In this theory, all individuals are calculating machines,
motivated by economic self-interest alone.
This was never a serious account of economic behaviour – theoreticians
assume the existence of ‘perfect markets’ that have never actually existed –
but it has by degrees migrated into areas of politics that used to be detached
from economics. Areas indeed where
independence from the undue influence of purely economic arguments was highly
valued. An example is the about-turn in
planning, where a 65-year-old rule that barred financial considerations from
being taken into account has now become a legal duty to weigh them in the
balance. In place of the principle that
planning permission may not be bought or sold we now have ‘planning by
auction’. Because the Bankers’
Parliament of 2010 has made it so.
Democracy is an anomaly for the Thatcherites and their heirs,
because it relies on individuals interacting and making decisions without the
intervention of money as the means of exchange.
The regime’s aim therefore has been to squeeze democracy away, to
isolate it into smaller and smaller patches of political habitat.

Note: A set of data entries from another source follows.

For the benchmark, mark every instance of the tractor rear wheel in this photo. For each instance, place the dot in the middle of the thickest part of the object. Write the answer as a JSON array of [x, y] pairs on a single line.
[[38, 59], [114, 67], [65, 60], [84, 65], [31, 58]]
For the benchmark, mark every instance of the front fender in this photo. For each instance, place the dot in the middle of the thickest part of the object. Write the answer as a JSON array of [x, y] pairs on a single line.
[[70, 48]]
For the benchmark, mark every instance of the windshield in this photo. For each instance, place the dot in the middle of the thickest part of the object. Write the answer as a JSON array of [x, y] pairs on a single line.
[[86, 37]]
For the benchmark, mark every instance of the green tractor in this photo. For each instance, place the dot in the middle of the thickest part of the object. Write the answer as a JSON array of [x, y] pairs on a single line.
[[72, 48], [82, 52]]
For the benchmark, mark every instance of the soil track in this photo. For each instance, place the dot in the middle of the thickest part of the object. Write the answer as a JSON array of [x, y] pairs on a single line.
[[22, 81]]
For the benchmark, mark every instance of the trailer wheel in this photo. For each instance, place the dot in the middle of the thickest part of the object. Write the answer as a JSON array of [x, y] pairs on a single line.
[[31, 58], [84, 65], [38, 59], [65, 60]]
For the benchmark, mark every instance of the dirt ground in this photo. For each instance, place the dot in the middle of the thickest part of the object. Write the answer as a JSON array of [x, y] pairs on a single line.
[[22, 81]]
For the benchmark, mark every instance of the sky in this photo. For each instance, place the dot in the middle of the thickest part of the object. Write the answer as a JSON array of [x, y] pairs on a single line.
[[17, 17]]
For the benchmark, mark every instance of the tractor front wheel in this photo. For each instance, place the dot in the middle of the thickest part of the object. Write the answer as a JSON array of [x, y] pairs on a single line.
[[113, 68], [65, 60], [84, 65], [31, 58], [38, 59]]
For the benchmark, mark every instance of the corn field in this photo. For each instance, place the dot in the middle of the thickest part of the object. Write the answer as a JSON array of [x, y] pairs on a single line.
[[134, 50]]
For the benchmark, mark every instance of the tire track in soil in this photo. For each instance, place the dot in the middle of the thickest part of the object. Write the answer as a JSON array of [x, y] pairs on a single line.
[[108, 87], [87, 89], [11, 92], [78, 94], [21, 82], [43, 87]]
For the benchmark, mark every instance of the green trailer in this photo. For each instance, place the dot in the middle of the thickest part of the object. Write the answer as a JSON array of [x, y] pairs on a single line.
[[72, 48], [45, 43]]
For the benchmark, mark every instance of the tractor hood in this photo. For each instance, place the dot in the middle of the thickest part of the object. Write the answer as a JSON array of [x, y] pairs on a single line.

Through privatisation, centralisation and the
replacement of politically accountable decision-making with ‘expert’
managerialism.
In 2010, David Cameron set up the ‘nudge unit’ within the
Cabinet Office. A team of policy wonks
tasked with using economics and psychology to change the public’s behaviour. One of the fruits of this kind of thinking
emerged onto the Government’s website this week. The stated intention is to pay
local folk not to object to development, a proposal entitled ‘development
benefits’:
“The Government
wants to reduce the extent to which development is blocked or delayed as a
result of active opposition by local residents…
The aim of development benefits is therefore to reduce delays and
blockages by providing a financial incentive directly to residents that would
reduce the incentive for residents to actively oppose development and increase
the likelihood of positive support… We
want to explore, including through research and the pilots, how financial
incentives may impact the attitude and behaviour of residents towards housing
developments in practice.”
How does it feel to be a rat in David Cameron’s behavioural
economics lab? Won’t it feel much better
when we have a different system? One in
which we tell politicians what to think and not the other way round.